On February 18th, 2009, Sean Delonas published a controversial cartoon in the New York Post depicting two policemen shooting and killing a monkey with the caption: “They’ll have to find someone else to write the next stimulus bill.” On the adjoining page was a photo of President Barack Obama signing this very piece of legislation into law. Although public debate over the cartoon has centered entirely on its potentially racist overtones, we might ask from a Darwinian perspective how the stereotype of the black ape works to disavow a universally shared human apehood. How might we comprehend animality in non-pejorative terms?
Whereas in contemporary race and sexuality studies the topic of animality emerges almost exclusively in order to index the dehumanization that makes discrimination possible, Bestial Traces argues that a more fundamental disavowal of human animality conditions the bestialization of racial and sexual minorities. Hence, when conservative politicians such as Senator Rick Santorum equate homosexuality with bestiality, they betray an anxious effort to deny the animality inherent in all sexuality.

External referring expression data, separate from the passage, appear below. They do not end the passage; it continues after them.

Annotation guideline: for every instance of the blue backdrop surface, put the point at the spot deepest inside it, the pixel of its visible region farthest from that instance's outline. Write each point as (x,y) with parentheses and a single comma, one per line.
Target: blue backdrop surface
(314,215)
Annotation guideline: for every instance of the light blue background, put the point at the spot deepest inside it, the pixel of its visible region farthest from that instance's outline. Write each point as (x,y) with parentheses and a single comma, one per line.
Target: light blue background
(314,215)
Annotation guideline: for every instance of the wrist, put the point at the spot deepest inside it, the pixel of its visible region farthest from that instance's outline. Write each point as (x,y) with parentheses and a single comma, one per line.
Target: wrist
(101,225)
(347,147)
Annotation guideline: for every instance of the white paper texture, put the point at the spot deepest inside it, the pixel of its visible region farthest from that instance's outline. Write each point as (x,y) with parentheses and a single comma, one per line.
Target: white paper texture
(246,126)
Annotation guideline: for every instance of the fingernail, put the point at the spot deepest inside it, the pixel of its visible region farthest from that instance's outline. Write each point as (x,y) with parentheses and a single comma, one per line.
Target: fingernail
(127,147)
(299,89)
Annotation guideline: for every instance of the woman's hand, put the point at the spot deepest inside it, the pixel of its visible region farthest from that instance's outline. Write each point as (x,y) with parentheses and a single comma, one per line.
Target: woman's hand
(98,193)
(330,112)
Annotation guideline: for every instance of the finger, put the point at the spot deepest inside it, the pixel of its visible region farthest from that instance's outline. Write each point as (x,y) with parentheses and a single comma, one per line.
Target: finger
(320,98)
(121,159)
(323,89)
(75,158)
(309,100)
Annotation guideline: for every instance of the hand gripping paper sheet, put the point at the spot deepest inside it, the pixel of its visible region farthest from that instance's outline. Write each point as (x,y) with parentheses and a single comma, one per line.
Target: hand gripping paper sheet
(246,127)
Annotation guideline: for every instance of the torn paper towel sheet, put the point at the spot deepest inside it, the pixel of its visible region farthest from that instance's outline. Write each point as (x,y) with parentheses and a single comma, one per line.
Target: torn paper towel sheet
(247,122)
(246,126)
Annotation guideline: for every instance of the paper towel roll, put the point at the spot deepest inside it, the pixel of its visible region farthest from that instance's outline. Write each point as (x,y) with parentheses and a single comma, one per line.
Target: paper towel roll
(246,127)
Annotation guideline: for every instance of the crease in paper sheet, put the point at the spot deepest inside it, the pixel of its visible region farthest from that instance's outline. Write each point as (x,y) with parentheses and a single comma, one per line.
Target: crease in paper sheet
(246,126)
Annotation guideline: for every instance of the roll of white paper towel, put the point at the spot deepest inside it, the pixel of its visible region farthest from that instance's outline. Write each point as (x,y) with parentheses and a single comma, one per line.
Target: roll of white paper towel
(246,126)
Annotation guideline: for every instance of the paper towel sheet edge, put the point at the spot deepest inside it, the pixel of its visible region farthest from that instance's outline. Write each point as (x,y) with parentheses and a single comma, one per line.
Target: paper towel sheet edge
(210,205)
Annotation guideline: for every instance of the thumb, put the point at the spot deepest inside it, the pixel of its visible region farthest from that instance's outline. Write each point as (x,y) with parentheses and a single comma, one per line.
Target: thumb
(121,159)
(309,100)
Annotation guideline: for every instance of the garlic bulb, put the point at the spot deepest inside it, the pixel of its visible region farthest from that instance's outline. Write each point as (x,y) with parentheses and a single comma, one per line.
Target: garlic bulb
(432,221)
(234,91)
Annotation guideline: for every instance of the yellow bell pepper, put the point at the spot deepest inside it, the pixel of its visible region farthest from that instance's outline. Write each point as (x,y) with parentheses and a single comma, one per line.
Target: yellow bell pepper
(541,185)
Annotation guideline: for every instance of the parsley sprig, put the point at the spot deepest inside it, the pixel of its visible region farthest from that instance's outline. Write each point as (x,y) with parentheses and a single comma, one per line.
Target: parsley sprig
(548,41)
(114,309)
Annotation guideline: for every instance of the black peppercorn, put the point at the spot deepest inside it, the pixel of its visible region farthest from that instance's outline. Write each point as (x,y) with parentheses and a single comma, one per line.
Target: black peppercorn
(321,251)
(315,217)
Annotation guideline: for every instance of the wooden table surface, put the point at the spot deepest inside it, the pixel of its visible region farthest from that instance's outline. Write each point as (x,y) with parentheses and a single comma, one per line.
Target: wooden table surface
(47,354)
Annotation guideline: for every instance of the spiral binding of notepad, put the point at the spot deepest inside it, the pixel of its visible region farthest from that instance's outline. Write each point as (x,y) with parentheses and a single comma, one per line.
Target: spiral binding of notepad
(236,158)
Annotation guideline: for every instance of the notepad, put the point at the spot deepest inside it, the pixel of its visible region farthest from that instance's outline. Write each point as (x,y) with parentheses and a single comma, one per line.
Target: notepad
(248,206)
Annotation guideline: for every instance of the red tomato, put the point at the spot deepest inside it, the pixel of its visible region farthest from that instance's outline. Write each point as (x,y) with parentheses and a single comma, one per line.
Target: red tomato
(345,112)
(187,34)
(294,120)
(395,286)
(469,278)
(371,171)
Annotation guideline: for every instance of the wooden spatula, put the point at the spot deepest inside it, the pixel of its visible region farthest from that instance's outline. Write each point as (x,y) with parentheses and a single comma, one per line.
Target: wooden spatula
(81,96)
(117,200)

Focusing on literary texts by Edgar Allan Poe, Joel Chandler Harris, Richard Wright, Philip Roth, and J.M. Coetzee, together with philosophical texts by Derrida, Heidegger, Agamben, Freud, and Nietzsche, Peterson maintains that the representation of social and political others as animals can be mitigated but never finally abolished. Insofar as humanizing the abject only vacates the structurally empty and infinitely transposable position of “the animal,” he argues that all forms of belonging—no matter how open and hospitable they are toward others—inevitably produce “beasts” whose exclusion contradicts our apparent desire for nonviolence. While one might argue that absolute political equality and inclusion remain desirable—even if ultimately unattainable—ideals, Bestial Traces shows that by maintaining such principles we exacerbate rather than ameliorate violence precisely by failing to confront how discrimination and exclusion condition all social relations.